Максим Кантор - Учебник рисования
Впрочем, думал Павел, это значит, что Голенищев воздействует присутствием более, чем словами. Так бывает, например, в церкви — разве прихожанин понимает латынь или старославянский? Даже слов молитвы различить нельзя в скороговорке дьяка, но действует сразу все — запах ладана, свечи, монотонный голос. Так было в юности Павла — после долгих прогулок с отцом он не мог вспомнить конкретных слов, но был охвачен волнением. Ему хотелось бежать к холсту, рисовать, творить, служить людям. Многое из сказанного в детстве отцом он не понимал, но эти непонятные разговоры сформировали его. Когда Павла спрашивали о главном событии в жизни, он называл главным эти разговоры. Как же получается, думал он, что оба человека воздействуют лишь присутствием — но столь по-разному?
— Лиза считает, что ты в опасности. Твоя новая пассия принесет зло. Впрочем, — сказала мать из-за двери, — не меньшая опасность — находиться рядом с бестолковой Лизой, — она сплюнула виноградную косточку, — знаю по опыту, каково жить с человеком, который ничего не может дать.
В новой семье не говорили об отце Павла, но косвенными репликами мать поминала прежнюю жизнь: счастья не было, денег не было. И — самое главное — в прежней жизни было бессмысленное беспокойство. Сравнивая бездействие отца и Леонида Голенищева, занявшего его место, Павел должен был признать, что энергия, шедшая от Леонида, беспокойства не вселяла. Павел замечал, что в присутствии Леонида людям легко и весело. И как доказать, что энергия, исходившая от отца, полезнее, чем та, что исходит от Леонида? Вот мать Павла — та, очевидно, думала иначе.

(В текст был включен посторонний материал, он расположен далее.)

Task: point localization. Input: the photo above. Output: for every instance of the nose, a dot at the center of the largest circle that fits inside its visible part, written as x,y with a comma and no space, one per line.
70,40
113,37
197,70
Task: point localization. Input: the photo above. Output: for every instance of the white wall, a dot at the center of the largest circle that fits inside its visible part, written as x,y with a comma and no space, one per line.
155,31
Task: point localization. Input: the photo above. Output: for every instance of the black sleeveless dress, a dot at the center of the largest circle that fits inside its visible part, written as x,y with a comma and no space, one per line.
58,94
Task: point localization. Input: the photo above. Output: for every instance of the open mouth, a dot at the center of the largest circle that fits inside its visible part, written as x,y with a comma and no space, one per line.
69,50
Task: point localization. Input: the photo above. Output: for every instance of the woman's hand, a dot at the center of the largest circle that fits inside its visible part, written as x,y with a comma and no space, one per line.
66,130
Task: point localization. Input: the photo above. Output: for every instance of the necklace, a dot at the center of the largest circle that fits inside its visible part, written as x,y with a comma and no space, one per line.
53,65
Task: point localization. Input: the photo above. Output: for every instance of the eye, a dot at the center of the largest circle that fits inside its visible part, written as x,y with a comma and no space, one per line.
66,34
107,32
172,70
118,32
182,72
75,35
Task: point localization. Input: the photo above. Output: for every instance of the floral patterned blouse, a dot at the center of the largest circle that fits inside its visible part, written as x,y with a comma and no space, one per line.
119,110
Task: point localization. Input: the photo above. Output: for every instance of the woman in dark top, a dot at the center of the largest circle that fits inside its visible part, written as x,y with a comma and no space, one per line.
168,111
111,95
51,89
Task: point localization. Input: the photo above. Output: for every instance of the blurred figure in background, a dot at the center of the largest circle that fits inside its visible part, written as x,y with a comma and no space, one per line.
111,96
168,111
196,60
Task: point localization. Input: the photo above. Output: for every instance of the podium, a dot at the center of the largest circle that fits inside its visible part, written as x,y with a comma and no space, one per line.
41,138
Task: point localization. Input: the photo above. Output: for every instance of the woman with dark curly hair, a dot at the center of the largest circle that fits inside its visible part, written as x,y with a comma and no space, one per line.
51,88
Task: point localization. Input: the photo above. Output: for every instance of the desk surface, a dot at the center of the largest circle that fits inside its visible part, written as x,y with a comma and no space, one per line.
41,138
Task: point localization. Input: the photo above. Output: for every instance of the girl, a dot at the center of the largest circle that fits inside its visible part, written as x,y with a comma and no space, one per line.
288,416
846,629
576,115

В памяти Павла отец не имел тела, он не помнил прикосновений отца, только его лицо. Тело Леонида он представлял хорошо: Леонид Голенищев принимал Павла в халате, и можно было видеть его грудь, а когда тяжелые полы распахивались, открывались полные ноги Голенищева, покрытые рыжими волосами. И от курчавых ног и от румяной груди, от всего налитого тела Голенищева шла сила и энергия. Голенищев выходил из спальни, оставив за дверью смятую постель, счастливую женщину, ночные игры. Павел представлял себе мать, любовно смотрит она в полуоткрытую дверь, улыбка расплывается по ее лицу. Отец такого счастья дать ей не мог. Вероятно, энергия отца была иной природы, бесполезная для женщины. А Юлия? Тоже была во власти Леонида? И как чувствовала себя вчера Лиза — под насмешливым взглядом Леонида Голенищева?

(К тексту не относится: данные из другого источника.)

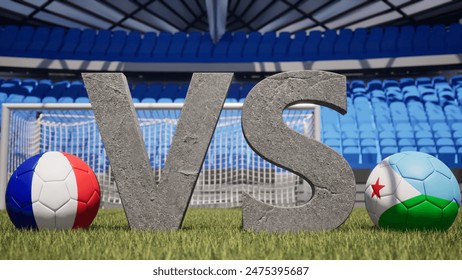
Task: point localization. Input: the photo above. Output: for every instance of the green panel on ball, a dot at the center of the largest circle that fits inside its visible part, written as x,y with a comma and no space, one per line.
414,201
438,201
450,214
394,217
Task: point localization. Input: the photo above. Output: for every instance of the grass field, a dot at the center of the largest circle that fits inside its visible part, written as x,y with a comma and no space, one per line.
217,234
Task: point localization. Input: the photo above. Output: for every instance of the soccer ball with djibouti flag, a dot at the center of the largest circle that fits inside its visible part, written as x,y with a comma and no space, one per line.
412,190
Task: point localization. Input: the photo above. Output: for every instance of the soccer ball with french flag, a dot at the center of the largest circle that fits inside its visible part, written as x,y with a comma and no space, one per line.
53,190
412,190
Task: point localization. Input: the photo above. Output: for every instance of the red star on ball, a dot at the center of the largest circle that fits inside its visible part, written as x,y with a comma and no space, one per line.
376,188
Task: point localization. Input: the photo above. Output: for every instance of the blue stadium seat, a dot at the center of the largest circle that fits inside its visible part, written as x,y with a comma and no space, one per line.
421,40
342,44
296,45
181,94
116,45
205,47
454,38
423,134
146,46
191,46
38,93
374,41
221,48
374,85
369,133
70,42
251,46
29,82
387,134
437,39
281,46
54,43
310,50
326,46
408,149
56,92
434,112
404,126
245,90
369,157
398,112
38,42
448,155
352,155
453,113
72,92
358,43
234,93
140,93
265,50
404,44
389,41
417,112
444,142
388,142
102,41
131,47
7,37
237,45
82,51
440,134
406,81
405,142
388,151
392,90
431,150
378,95
175,51
22,41
351,142
411,93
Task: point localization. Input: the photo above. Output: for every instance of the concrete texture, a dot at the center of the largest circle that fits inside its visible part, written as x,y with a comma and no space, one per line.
329,174
118,124
146,205
199,117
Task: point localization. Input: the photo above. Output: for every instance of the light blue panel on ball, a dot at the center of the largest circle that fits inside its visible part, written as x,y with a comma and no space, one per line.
439,166
415,167
441,186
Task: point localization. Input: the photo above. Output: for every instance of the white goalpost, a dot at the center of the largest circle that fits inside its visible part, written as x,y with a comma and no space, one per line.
230,166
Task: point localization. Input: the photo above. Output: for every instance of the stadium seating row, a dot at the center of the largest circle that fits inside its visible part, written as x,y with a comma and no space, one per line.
91,44
384,116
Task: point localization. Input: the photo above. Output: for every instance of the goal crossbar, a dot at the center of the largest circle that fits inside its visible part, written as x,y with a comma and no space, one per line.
8,107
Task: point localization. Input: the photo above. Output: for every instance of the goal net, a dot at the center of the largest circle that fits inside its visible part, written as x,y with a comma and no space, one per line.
230,167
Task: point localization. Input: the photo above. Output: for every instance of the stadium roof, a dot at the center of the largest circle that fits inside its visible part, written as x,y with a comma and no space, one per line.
218,16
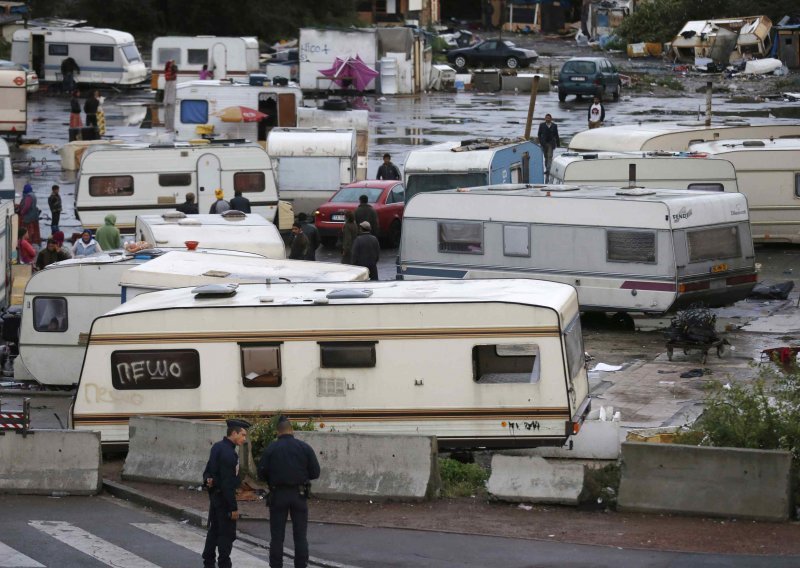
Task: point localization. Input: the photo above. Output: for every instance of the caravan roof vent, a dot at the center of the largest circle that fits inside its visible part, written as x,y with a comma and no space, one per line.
233,215
215,290
345,293
173,215
636,191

— Слезы и вздохи, — сказала мать из-за двери. — Они считают, что можно научить их жить.
Леонид усмехнулся в усы — взгляд его выражал знание жизни, которому не научишь.
Как может она? — так Павел думал о матери. Как могла она? — это о Юлии Мерцаловой. Как могли они? — это о правозащитниках, считавших в былые годы Леонида лидером. Он ничего не сделал, ничего не сказал, ничего не написал — он только ухмылялся. Почему они назначили его ответственным за время? Как же так?

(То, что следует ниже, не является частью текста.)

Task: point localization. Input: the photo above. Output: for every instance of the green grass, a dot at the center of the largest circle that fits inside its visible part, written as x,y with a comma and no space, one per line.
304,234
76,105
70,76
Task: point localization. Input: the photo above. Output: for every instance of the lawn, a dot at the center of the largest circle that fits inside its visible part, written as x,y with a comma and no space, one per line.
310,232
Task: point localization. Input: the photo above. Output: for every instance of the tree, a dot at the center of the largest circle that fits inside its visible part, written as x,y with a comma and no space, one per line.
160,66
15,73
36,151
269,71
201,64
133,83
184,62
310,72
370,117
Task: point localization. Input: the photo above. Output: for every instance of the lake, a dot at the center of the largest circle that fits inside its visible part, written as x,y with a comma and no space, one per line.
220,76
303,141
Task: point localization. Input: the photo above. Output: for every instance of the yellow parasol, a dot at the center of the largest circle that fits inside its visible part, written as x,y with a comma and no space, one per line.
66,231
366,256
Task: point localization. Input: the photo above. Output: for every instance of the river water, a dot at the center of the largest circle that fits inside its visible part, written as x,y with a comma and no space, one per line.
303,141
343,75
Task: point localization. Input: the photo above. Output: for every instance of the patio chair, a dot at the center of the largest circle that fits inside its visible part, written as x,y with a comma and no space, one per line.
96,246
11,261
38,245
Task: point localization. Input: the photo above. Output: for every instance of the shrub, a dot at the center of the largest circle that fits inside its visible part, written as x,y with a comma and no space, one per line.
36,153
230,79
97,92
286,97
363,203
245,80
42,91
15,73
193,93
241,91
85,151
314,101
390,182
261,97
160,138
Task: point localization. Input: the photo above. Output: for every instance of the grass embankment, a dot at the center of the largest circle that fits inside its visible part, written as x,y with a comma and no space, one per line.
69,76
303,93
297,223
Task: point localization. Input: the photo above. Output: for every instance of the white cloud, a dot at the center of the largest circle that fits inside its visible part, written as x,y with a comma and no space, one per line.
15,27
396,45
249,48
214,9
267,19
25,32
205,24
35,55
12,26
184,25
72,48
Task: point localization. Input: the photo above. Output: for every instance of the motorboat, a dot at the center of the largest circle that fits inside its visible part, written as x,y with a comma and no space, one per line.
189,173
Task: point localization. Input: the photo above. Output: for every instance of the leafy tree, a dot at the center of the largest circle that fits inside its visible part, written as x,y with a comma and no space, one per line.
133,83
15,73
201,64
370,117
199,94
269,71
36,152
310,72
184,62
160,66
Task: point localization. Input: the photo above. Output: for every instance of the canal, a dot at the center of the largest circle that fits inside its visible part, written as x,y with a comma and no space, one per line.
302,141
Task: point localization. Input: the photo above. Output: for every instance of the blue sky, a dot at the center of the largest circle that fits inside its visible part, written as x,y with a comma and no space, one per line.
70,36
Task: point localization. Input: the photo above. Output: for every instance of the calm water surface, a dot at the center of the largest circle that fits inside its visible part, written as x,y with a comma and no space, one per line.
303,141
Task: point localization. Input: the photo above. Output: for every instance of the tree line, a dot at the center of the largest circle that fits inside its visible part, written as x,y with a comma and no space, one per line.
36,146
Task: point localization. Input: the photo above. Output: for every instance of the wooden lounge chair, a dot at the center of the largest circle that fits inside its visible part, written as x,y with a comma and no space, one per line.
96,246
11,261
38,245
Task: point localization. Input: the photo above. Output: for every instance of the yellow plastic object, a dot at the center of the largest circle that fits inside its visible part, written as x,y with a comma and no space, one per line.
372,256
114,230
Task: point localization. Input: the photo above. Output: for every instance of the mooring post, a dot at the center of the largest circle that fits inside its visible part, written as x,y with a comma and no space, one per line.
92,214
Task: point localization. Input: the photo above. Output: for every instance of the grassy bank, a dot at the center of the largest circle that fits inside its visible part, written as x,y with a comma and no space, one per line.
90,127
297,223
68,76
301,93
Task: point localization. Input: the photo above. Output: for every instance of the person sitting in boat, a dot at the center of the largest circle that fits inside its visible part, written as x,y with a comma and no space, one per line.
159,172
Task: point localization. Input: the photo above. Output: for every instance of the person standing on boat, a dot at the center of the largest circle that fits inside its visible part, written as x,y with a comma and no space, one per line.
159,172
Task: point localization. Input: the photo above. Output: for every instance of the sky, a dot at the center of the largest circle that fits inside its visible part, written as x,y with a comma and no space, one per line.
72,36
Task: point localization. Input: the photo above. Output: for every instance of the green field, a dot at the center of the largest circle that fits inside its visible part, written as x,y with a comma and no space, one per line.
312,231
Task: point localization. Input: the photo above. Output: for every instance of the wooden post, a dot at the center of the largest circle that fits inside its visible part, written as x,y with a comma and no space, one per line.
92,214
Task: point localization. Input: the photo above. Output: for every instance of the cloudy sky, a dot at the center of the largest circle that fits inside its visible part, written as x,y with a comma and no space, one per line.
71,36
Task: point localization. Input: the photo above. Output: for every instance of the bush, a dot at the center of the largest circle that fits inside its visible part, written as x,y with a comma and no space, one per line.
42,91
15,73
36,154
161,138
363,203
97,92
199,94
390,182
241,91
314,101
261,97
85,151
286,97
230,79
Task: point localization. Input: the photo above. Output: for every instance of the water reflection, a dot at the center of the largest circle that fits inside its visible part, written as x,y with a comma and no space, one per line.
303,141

— Должна сообщить, — сказала мать из-за двери, — Лиза ревностно относится к твоему творчеству. Надеется, что ты не променяешь искусство на карьеру.
— Девушка опасается, что ты потерял себя, — Леонид поправил полы халата, прикрыл курчавые ноги. — Светская жизнь, дорогие женщины. Утешили, как могли. Я сказал, что скоро открою твою выставку. Я пообещал, — Леонид Голенищев слегка поморщился, — что это будут значительные полотна.
— Она успокоилась?
— Ты знаешь, людям со мной легко.
IIПоздний завтрак был сервирован на агитационном фарфоре — это такие тарелки и чашки, специально раскрашенные в квадратики и полоски. Леонид собирал фарфоровые произведения авангардистов 20-х годов — то была его особая страсть. Мастера авангарда, устав от программных разрушений, делали тарелки и супницы, стаканчики и молочники, расписывая их квадратиками и закорючками. Самим мастерам не приходило в голову, что они производят нечто чрезвычайно пошлое, нечто, дискредитирующее их основное кредо, — на смену старому миру они немедленно создали еще один, точно такой же: с сервизами на двенадцать персон, только расписаны сервизы не павлинами, а квадратиками. В среде людей прогрессивных сделалось модным собирать так называемый агитационный фарфор. Люди со вкусом обычно подавали первые перемены блюд на кузнецовском фарфоре, а десерт сервировали на Малевиче и Поповой. Впрочем, Пьер Бриош, тот, например, подавал на Малевиче холодные закуски, словом, фантазии коллекционеров были неистощимы. В богатых столовых на видном месте водружали антикварные шкафы, сквозь хрустальные дверцы маячили свободолюбивые супницы и соусницы — из глубины резных буфетов они слали революционный привет. Показывая хоромы, буржуи непременно подводили гостей к таким буфетам и, похваставшись красным деревом (Бавария, семнадцатый век!), вынимали из глубин буфета свободолюбивые тарелки с отважными закорючками. Коллекция агитационного фарфора, собранная Леонидом, по слухам, не уступила собранию фон Майзеля, а это говорит о многом.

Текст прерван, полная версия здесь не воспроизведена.